Zum 23. Mal also überrollten die Fremden diese ländlich herbe Gemeinde. Und sofort transformierten sie den Ort in das, was Francis Ford Coppola in "Apocalypse Now" als bizarren Dschungelstaat des Colonel Curtz gezeichnet hat. Hier bildet er sich spontan aus der anarchischen Truppe der Angereisten, die bereit sind, die körperlichen Strapazen des richtig harten Feierns auf sich zu nehmen. Es gibt gemeinsame Codes, Zeichen der Verständigung und des Einvernehmens, der großen Rücksichtnahme, der Höflichkeit und des Respekts vor dem Anderen. Es gibt Rituale und unsichtbare Regeln, die jedem der Versprengten, diesen globalen Söldnern des Sounds, einleuchten und bekannt sind. Man hält sich daran.
Einem wirklich Außenstehenden aber kommt das gesamte Ambiente: die Atmosphäre im okkupierten Dorf und auf den davorliegenden Äckern des Festivalgeländes, die viel Haut freilassenden Outfits, die unsichtbaren Ordnungen und Bräuche, die marodierten Camp-Grounds, die irren Buden und Stände, das Schwarz der Bühnen, des Bodens und des Himmels, diese gleichzeitige Nonchalance und Richtungslosigkeit und die unfassbare Lautstärke, all das kommt dem Außenstehenden vor wie eine andere, unwirkliche Welt.
Es ist, wie es in Kleists "Marionettentheater" heißt: "So findet sich auch, wenn die Erkenntnis gleichsam durch ein Unendliches gegangen ist, die Grazie wieder ein. Allerdings, das ist das letzte Kapitel von der Geschichte der Welt." Ja, es hat viel von letztem Kapitel und der Grazie überwundener Erkenntnis. Es ist nur hier und Jetzt. Seine Sinnlosigkeit ist seine Zwecklosigkeit. Oder sagen wir es platt: Diesem apokalyptischen, alterslosen Traum fehlt ein Oberst Curtz, der alles zusammenhält.

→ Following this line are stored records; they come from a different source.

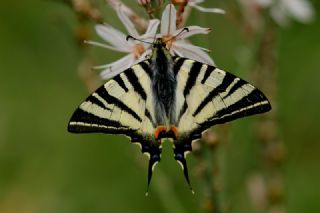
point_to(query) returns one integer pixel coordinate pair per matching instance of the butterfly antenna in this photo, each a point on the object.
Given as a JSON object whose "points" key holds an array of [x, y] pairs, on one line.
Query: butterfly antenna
{"points": [[136, 39], [174, 37]]}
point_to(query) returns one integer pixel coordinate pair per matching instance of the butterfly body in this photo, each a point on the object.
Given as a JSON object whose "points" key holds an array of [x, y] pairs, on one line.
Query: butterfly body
{"points": [[163, 85], [167, 97]]}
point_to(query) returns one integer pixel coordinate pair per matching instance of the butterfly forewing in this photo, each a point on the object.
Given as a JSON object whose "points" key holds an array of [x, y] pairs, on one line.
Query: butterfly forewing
{"points": [[212, 96], [203, 97]]}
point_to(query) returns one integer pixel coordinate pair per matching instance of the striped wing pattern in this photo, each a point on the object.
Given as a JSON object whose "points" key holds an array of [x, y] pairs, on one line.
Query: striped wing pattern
{"points": [[207, 96], [123, 105]]}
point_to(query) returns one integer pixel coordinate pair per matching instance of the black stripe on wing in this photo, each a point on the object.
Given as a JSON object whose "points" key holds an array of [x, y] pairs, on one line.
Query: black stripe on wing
{"points": [[113, 100], [178, 62], [254, 103], [133, 79], [82, 121], [227, 80], [193, 75], [208, 72]]}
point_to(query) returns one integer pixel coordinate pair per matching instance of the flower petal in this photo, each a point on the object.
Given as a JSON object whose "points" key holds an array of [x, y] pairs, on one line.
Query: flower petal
{"points": [[115, 68], [168, 20], [192, 31], [127, 22], [114, 37], [301, 10], [207, 10], [152, 28], [98, 44], [192, 52]]}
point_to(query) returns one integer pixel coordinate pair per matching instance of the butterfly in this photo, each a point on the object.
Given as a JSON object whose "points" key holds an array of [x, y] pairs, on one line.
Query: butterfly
{"points": [[167, 97]]}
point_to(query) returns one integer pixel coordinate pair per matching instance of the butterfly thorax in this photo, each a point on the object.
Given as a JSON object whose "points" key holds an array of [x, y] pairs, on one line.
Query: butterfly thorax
{"points": [[163, 85]]}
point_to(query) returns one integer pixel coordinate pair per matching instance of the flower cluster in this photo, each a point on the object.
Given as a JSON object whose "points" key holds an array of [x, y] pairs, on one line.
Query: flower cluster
{"points": [[138, 49], [282, 10]]}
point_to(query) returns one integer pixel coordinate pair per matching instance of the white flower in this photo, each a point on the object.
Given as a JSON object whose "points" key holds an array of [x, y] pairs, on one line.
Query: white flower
{"points": [[301, 10], [195, 4], [116, 40], [143, 2], [282, 10], [174, 38]]}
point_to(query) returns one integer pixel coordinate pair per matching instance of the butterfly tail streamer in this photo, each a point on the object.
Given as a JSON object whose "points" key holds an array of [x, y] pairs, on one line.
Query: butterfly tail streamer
{"points": [[181, 149]]}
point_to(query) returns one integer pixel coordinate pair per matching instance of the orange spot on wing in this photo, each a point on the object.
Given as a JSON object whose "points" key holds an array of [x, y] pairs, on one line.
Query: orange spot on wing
{"points": [[175, 131], [158, 130]]}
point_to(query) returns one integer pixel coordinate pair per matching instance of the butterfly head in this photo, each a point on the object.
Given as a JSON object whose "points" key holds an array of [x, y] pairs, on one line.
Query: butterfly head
{"points": [[159, 49]]}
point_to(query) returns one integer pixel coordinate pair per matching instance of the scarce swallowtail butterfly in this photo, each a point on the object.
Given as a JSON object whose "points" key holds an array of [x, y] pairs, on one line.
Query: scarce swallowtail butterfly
{"points": [[167, 97]]}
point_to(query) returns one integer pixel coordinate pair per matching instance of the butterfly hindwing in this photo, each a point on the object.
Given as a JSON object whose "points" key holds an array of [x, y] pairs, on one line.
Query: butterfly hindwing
{"points": [[122, 106]]}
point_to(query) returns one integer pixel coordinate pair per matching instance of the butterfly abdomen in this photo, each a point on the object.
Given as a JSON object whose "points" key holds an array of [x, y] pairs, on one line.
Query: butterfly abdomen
{"points": [[163, 86]]}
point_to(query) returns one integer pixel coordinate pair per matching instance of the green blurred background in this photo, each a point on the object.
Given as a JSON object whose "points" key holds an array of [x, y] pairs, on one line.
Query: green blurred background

Das stimmt nicht ganz: Der Rang, den Curtz einnimmt, wird abwechselnd besetzt von einer der über 130 Bands, die von donnerstags bis in den frühen Sonntagmorgen auf drei zentralen und mehreren kleineren Seitenbühnen fast ununterbrochen spielen. Nein, nicht spielen, sie schuften hart. Bei aller Lautstärke, es ist präzises und schnelles Arbeiten der Metallverarbeitenden Musikindustrie. Sie arbeitet an Licht und Effekten, am Sound, an der Intonation der Stimme, an der Pyrotechnik, also an der professionellen Abarbeitung dessen, was hier zu geschehen hat. Auch wenn man nichts versteht, weil es so laut ist. Wer mitsingt, hat die Platte im Ohr, nicht das Geräusch vor der Nase.